A lot of white collar workers in the US end up in a particular catch-22: their
jobs are making them sick, but because they are sick, they can't leave their
jobs. They become psychologically disabled because of the pressure to return
to work before they are well, the stressor of battling the insurance
companies, and the suffering from the cultural shame of not actively working.

Finally, after the 12-week FMLA requirement is exceeded, absent any policy,
state law, contract, a company can fire an employee for absence after
returning from, or even during, disability leave.

In conclusion, there is no doubt that there are some true "fakes" scamming the
system. Afterall, the largest cause of disability is Generalized Anxiety
Disorder, followed by several other "invisible" disabilities that cannot be
objectively verified.

That makes me very upset, given that I sufferered a massively disruptive
neuropathic pain disorder that only recently subsided enough to start coding
again.

During those few months, I had to hear constant negative feedback from friends
and relatives, usually telling me the equivalent of "Tough it out like a man."

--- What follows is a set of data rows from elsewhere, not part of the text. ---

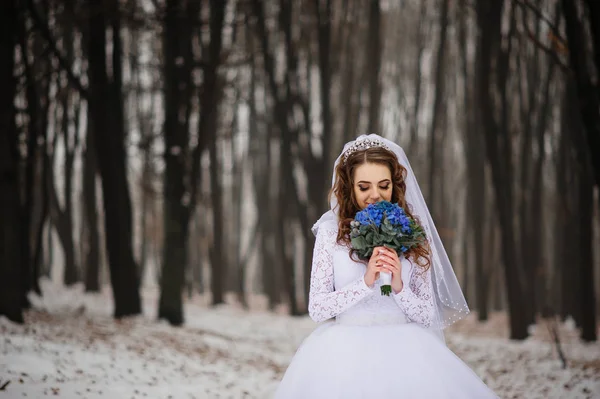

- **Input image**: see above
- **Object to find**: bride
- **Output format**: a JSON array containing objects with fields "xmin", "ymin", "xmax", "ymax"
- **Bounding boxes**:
[{"xmin": 275, "ymin": 134, "xmax": 497, "ymax": 399}]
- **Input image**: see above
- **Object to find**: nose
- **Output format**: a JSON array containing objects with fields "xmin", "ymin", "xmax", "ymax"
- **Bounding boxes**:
[{"xmin": 370, "ymin": 188, "xmax": 381, "ymax": 202}]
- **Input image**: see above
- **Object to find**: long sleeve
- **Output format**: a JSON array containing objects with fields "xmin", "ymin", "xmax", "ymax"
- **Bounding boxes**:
[
  {"xmin": 308, "ymin": 226, "xmax": 374, "ymax": 323},
  {"xmin": 394, "ymin": 266, "xmax": 435, "ymax": 327}
]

This false perception was further compounded by the fact that I didn't _look_
disabled. Every photo on Facebook caused a barrage of "I thought you were
sick" comments, not realizing that my medical orders were to learn to
resocialize despite the pain. Then that snapshot becomes people's vision of
your illness, not realizing that the quiet dinner with your friends was the
one hour you spent out of bed that day.

These skeptical responses are certainly due to the widespread deception by
some, as you describe. I am just grateful that I had a "hard" medical
diagnosis upon which to rely.

But some people really do need the disability insurance, which they have paid
to obtain, in order to survive, not lose their homes, and pay for medical care
during periods of tremendous suffering.

Everyone, please remember that not all illnesses present to the naked eye, or
even to physical examination. We do not fully understand how either the human
body, or more importantly, the human brain functions. Without that knowledge,
it is almost impossible to tell the genuine afflictions from the false claims.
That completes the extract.